3.1. Période de référence
La durée du travail est calculée conformément au régime prévu à l’article L. 3122-2 du Code du travail. La période de référence est l’année civile ; la durée annuelle de travail effectif, contrepartie de la rémunération des salariés, est fixée conformément aux dispositions légales compte tenu des jours de congés légaux et conventionnelles à 1607 heures.
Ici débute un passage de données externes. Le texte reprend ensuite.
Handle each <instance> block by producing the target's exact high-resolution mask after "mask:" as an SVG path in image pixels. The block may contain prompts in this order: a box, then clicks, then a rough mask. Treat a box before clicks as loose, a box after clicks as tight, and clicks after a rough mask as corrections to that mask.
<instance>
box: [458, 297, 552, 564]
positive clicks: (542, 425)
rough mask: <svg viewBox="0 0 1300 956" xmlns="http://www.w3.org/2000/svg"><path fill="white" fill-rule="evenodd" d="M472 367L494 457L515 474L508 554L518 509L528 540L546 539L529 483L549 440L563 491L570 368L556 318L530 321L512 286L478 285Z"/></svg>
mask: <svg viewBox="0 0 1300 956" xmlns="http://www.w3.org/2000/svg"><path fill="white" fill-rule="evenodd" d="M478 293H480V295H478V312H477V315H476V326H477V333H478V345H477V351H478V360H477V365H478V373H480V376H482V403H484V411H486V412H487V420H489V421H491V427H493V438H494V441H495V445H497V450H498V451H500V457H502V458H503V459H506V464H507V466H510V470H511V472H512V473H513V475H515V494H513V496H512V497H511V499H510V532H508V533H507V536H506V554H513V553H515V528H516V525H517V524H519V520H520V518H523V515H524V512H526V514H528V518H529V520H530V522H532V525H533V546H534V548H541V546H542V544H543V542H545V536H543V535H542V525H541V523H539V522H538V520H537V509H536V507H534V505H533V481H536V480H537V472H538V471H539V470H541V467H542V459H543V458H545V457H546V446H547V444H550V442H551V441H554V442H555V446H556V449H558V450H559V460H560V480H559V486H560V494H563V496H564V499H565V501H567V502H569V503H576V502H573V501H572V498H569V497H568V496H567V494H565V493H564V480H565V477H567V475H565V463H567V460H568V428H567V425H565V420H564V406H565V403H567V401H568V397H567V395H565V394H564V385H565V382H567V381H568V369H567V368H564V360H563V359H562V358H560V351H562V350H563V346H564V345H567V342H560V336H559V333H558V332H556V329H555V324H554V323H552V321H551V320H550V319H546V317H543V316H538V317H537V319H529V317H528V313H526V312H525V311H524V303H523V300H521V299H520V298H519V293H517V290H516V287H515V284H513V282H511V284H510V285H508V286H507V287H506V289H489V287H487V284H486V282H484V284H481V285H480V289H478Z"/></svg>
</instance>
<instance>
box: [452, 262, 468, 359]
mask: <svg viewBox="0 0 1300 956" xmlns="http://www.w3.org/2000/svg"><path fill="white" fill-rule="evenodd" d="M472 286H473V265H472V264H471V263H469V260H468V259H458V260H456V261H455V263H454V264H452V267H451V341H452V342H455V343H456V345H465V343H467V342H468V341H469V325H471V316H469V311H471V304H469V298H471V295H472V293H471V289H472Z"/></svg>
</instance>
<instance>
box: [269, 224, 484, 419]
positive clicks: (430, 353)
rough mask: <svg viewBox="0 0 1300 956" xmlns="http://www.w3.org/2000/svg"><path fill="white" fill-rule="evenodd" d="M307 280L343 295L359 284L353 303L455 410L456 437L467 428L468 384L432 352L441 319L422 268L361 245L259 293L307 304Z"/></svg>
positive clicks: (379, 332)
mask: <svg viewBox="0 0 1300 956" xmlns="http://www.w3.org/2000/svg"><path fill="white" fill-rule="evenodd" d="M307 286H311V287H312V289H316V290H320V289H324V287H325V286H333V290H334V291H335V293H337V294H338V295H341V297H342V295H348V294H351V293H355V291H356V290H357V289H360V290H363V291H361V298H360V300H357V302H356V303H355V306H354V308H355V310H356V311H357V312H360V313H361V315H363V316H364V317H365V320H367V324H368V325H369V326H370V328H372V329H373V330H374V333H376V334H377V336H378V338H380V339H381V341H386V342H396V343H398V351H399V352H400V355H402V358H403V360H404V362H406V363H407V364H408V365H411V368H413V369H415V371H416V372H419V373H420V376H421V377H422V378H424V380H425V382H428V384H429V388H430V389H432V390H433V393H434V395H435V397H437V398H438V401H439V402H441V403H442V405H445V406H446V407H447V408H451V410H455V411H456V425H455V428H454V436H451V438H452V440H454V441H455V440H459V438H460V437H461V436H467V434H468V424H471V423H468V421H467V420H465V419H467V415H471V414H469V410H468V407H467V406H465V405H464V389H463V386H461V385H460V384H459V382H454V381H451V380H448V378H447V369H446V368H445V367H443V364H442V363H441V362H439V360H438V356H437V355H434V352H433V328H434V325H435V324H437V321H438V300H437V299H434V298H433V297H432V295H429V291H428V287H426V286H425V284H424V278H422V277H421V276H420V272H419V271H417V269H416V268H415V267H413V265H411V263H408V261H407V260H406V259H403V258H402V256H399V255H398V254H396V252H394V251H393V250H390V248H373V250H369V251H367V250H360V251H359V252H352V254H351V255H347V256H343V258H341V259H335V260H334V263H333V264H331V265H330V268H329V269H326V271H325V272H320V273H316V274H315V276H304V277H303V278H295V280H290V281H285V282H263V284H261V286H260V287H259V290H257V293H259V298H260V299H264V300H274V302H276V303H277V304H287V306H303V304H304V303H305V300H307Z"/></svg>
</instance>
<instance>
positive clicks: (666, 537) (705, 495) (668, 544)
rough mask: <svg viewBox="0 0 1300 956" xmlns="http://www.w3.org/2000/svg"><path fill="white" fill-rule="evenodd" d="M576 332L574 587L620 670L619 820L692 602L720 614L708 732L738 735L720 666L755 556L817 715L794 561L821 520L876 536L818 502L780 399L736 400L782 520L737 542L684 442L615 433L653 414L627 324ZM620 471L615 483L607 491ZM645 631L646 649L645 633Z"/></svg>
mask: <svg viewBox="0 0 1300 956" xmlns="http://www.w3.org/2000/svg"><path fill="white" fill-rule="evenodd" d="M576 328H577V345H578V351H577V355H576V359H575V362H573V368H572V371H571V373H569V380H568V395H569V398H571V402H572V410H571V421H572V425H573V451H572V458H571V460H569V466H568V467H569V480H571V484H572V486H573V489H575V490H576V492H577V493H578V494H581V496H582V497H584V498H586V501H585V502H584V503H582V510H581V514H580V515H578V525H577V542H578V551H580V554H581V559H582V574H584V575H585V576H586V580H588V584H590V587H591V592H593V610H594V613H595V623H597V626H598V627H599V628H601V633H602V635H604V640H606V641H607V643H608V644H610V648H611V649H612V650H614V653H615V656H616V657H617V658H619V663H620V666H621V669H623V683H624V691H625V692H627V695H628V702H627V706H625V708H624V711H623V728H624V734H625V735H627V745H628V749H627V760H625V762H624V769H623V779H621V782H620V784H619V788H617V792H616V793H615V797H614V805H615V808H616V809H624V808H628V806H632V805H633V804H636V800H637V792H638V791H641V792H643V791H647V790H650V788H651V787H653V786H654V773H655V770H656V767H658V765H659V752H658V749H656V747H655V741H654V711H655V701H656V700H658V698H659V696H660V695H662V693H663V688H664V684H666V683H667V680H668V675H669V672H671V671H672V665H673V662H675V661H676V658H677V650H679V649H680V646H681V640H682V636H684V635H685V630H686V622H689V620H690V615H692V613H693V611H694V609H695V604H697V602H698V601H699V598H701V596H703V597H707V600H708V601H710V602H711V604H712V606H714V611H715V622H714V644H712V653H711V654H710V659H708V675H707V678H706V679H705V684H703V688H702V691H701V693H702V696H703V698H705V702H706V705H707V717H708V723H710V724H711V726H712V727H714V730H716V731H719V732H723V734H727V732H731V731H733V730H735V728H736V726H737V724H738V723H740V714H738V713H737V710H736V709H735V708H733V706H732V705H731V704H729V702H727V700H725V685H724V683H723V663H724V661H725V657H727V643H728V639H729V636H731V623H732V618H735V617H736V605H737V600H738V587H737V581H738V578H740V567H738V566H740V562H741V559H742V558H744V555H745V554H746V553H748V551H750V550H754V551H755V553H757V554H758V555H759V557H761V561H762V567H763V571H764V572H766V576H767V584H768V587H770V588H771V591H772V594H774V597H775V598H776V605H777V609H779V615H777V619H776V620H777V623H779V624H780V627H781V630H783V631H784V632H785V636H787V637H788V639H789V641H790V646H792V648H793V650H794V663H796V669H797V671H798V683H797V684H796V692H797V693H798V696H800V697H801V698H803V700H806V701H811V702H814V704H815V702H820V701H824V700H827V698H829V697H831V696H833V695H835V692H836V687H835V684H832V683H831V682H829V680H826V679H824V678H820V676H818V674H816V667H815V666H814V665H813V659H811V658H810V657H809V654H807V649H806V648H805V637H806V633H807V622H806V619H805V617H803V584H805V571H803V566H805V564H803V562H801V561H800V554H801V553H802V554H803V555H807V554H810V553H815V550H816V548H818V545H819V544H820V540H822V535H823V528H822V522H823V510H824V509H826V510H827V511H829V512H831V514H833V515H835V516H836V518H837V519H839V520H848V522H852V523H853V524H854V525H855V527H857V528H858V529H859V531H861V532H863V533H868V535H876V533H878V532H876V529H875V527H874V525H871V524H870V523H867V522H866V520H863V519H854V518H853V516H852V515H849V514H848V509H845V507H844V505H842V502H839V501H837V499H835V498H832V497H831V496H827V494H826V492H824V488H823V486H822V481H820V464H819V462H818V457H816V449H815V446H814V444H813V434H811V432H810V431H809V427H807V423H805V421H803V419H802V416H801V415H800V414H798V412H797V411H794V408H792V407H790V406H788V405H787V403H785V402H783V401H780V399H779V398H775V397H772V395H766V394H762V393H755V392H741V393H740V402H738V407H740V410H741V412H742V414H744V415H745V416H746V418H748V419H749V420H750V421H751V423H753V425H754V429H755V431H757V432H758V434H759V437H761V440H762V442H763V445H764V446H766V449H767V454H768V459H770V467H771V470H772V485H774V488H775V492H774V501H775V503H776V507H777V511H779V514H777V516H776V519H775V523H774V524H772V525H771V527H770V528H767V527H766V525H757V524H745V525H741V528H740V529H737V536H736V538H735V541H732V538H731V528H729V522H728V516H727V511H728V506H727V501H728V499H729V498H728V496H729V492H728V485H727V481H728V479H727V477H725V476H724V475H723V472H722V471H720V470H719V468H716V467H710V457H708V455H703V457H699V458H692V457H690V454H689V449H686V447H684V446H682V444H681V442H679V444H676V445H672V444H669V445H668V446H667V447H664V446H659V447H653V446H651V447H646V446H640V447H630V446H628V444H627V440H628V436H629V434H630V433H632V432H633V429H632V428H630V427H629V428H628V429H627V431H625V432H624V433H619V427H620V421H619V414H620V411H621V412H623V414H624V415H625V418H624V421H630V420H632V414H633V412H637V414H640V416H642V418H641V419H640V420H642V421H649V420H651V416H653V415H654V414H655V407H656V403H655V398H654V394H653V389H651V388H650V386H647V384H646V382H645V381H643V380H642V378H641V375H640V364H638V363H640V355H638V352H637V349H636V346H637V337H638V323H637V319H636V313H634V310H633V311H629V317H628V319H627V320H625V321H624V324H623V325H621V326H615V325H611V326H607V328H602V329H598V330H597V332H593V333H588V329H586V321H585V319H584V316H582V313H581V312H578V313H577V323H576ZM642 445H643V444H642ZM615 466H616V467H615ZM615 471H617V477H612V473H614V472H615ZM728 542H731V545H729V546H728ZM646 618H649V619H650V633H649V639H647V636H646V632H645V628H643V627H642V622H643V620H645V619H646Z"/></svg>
3.2. Horaire hebdomadaire prévisionnel
L’horaire hebdomadaire de référence des salariés est, en principe, pour les salariés à temps plein, fixé à 37 heures Les horaires de travail des salariés sont répartis sur 5 jours de la semaine soit :
Du lundi au jeudi : 7 heures 30
Le vendredi : 7 heures
L’organisation du temps de travail étant indicative, elle pourra faire l’objet de modifications en cours d’année en fonction des nécessités de l’entreprise. Dans ce cas, les salariés concernés seront prévenus 8 jours à l’avance. Le délai de prévenance, en cas de modification, est ramené à trois jours si celle-ci est motivée par le remplacement d’un salarié absent ou une urgence caractérisée.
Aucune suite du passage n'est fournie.